The novel focuses on the inner lives of two main characters, Renee is an apartment building concierge who has a secret passion for delving into philosophy, literature and art. Paloma is a highly gifted twelve-year-old who is so disenchanted by what she sees in the world around her that she decides to set the apartment on fire and commit suicide when her thirteenth birthday arrives.
These two characters almost scared me off writing a review, because I'm pretty sure they'd tear me to shreds, as they do everyone else. They blast the people around them non stop (in their own heads), often for what seem to be fairly forgivable transgressions, such as accidental misuse of grammar and wrong placement of commas. And they keep waffling off on long tangents, full of dense words in big paragraphs which kept losing my attention.
Apart from being so pedantic, they sometimes come across just as snobby as the snobs they enjoy cutting down to size. For example, neither of them can stand Pierre Arthens, the food critic. They wonder why he'd choose to waste a talent with words on such a frivolous subject. Well, isn't that strong prejudice against those who believe good food is worth writing about? I'm sorry for any food bloggers who might happen to read the book.
Another thing neither Renee nor Paloma can stand is pretension. They make their snidest digs at people who show it, yet both like to elevate their own positive qualities. Renee calls herself an autodidact, which means a self taught person, but isn't it arguably a pretentious word to use? And Paloma keeps a record which she actually calls her 'journal of profound thoughts'. I have no problem with them being a bit pretentious, but wish they'd shown some grace toward others who also share the very human tendency of wanting to show themselves off to the best advantage.

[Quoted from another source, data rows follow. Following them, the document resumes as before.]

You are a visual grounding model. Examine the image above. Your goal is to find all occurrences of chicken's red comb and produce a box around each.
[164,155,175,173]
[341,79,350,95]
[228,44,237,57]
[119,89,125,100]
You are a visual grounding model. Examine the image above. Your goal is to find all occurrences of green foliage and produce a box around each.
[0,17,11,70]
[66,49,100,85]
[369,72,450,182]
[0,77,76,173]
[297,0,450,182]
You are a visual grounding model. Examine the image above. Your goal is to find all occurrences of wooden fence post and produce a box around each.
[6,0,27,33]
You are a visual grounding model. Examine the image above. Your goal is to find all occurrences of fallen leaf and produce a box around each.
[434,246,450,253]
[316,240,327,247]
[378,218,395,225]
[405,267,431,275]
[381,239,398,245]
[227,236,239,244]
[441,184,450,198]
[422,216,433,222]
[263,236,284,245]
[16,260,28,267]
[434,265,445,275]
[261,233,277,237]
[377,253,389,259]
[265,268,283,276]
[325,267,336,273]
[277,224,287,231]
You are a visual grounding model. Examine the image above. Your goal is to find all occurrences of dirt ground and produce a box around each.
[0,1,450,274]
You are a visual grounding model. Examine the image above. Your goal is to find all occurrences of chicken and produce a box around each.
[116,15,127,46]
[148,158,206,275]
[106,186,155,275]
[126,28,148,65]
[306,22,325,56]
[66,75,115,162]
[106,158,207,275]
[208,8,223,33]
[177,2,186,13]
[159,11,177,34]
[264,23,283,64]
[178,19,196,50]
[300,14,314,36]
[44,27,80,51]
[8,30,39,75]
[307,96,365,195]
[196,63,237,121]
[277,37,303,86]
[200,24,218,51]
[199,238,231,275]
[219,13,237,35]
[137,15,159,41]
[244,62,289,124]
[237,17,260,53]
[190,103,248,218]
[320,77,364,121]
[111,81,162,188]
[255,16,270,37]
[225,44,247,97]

It gets a bit much when they keep referring to the 'nasty little minds' of their friends and relatives. After all, is a bit of pretension and social snobbery any worse than being harsh and critical? And if others aren't as intellectually-minded as Renee and Paloma, well, can they even help it? At the start, I thought it would be nice to be as clever as those two, but changed my mind if it means thinking condemnatory, grumbly thoughts about my fellow men all the time. I'd rather be oblivious and easy-going.
One main theme is Renee's anxiety to keep her highbrow taste in reading a secret from the people she works among. She gets pretty obsessive about it, and I found myself wondering why she'd feel so strongly. It turns out her motivation for hiding her passion is fear that people will think she's trying to set herself above her station. But since she disparages most of her acquaintances anyway, why would she care what they think? If it comes to that, if you lived in the apartment building, would you care if the janitor read Tolstoy? I clean houses and also write books. What's wrong with having a variety of jobs and interests? Are Parisians really as judgmental and shallow as she thinks? I did enjoy the scene when it dawns on Renee that she's actually made a friend, even though their races, social status, financial situations and evident 'success' appear to be poles apart.
I wasn't a fan of the ending. Whoa, the last few pages were more eventful than the rest of the book put together, but I felt it was sad and needless drama. I'm sure others could tell me why it had to be that way, but I still don't think I'd buy whatever they had to say.
Even though I'd never recommend it or read it again, I found it interesting enough not to put down (only just), and there's the occasional quote-worthy observation to make us think. It occurs to Renee that 'literature's mission is to make the fulfillment of our essential duties more bearable', and Paloma decides that she won't be vain about her high intelligence since nature made her that way, and she can't take the credit.
Overall, I think the coolest part of the book is the fact that Paloma's family's pet cats are named Constitution and Parliament.